From the pages of Prattfolio, this article is part of a series of conversations between faculty and students on the subject of student work. This installment features Jenny Lee, Adjunct Professor CCE, Fine Arts, and Connie Fu, MFA Painting and Drawing ’19.
In Jenny Lee’s Welding, Metal Fabrication, and Forge course, graduate painting student Connie Fu explored the material world beyond the canvas to create a structure for a living sculpture, presented in the performance and exhibition Lust for Life: A Wedding, put on last spring with fellow Fine Arts MFA students.
JENNY LEE: Can you start by telling us why you took the course?
CONNIE FU: I had a lot of ideas about building structures and sets—I was swept up in this world of puppetry, the idea that there’s a body that is not fully autonomous. I was thinking, what if the [puppet] strings are a structure. I was looking at the theater of Robert Wilson [BFA Interior Design ’66] and thinking, using steel is the most commonsensical way to build structures that can support weight and that can also be formally beautiful and stark. I wanted to make those things—in addition to also building the confidence around working in the metal shop and interacting with the technicians.
JL: I want students to come away with a command of the processes and the materials, but moreover, I look for how they use the materials and the processes toward a larger purpose. Even though it is a techniques course, technical proficiency is secondary to critical making. Most of our conversations, amid highly technical, specialized shop talk, dig into thought process and judgment.
CF: I had this idea, but it was in an early stage. There were so many questions that I registered as anxiety. You were very careful, saying, let’s try not to get in the weeds about every little thing when you’re still at the concept level.
JL: It’s a holistic development that I’m interested in, being able to visualize something and then breaking it down intellectually and coming up with a strategy that is suitable for you to get there. There are many ways to get there.
CF: The process is very slow, especially as compared to painting—my approach to painting. But nonetheless, I could see quite tangibly that there were things happening and problems being solved every week. The other thing that kept me committed was that I really like this object. It’s a mirrored image with this kind of violent-looking center-waist construction. I like the fact that it’s a cage, but when you put it on it gives you definite personal space.

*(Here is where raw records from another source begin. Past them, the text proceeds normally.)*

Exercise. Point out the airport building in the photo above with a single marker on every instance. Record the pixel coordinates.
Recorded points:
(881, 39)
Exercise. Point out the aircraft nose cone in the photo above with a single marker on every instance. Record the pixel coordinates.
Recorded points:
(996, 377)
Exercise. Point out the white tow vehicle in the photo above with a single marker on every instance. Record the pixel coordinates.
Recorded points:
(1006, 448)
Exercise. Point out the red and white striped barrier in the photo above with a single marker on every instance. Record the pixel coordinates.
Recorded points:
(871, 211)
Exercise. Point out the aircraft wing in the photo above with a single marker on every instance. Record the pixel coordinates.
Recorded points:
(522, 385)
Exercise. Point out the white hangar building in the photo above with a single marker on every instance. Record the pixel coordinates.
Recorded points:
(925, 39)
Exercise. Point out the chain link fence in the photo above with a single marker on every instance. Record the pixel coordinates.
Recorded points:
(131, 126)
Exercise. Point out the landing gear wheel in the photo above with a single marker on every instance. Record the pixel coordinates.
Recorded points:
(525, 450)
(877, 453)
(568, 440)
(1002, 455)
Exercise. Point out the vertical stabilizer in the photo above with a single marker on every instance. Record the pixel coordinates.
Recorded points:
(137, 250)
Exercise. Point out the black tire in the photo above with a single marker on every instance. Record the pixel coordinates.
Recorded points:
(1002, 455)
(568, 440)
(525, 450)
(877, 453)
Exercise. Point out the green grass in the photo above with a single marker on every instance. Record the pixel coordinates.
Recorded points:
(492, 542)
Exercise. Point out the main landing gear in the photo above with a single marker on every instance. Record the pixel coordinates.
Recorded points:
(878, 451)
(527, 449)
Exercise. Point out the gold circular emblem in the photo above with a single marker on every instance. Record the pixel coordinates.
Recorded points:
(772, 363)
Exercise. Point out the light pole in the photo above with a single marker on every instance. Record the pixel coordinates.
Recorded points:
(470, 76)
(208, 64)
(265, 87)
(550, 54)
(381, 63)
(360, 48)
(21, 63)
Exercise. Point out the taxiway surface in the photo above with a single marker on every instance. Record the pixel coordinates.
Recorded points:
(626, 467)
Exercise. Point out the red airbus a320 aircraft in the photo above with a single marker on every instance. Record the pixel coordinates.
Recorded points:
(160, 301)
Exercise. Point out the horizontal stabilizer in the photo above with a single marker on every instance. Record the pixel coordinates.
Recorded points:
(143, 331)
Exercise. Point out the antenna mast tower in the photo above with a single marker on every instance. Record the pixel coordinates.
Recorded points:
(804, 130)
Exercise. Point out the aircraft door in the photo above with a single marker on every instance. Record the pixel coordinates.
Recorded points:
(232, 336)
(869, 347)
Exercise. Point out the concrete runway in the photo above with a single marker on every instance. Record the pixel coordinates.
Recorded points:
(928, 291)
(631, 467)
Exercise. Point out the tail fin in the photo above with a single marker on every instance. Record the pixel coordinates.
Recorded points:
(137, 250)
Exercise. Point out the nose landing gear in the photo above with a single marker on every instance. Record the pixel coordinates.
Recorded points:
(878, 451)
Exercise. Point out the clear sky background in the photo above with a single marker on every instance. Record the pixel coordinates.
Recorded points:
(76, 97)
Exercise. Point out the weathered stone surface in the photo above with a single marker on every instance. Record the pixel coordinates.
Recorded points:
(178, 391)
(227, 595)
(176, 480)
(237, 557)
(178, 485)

JL: Did you have to change your plans at any time?
CF: There were a couple of moments that were a little bit of a stutter. Really this waist component, where all the pressure is. There was no plan for it until the end. It was actually good that way, because I think if we had tried to plan everything out at the beginning, it would’ve been an additional obstacle to working.
JL: It would’ve been overwhelming. Because the class is for beginners, I have the approach that taking on an entire process from start to finish might not be feasible. So identifying and working through problems is central to the course: this requires assessment and choosing what to pursue and what to abandon, and to what extent. You gain knowledge and independence, you gain the ability to solve problems only by working through them.
CF: [Looking at images from the performance] I was thinking maybe I should document it in the traditional way—against a white background. The thing about this space I was in is that there is a lot of competing visual information.
JL: The lopsidedness becomes enhanced because of all the lines, horizontal, vertical.
CF: It bothered me at first, but one way to think about it is as a gesture of the sculpture, that it was never meant to be so perfectly precise.
JL: When you were making this, your main concern was that the rings were not close to perfect circles. I said, what’s more important is when you line them up, they should all be level, very still.
CF: After I welded the nuts on the back, I think that actually changed something.
JL: I think securing the nuts by welding torqued the structure.
CF: Yes, so that’s something I have to figure out now. I’m excited to continue to work through this and other projects involving structures, motion, and the body in Independent Study with you this fall.
JL: I am also excited to continue our dialogue, Connie, and look forward to your breakthroughs.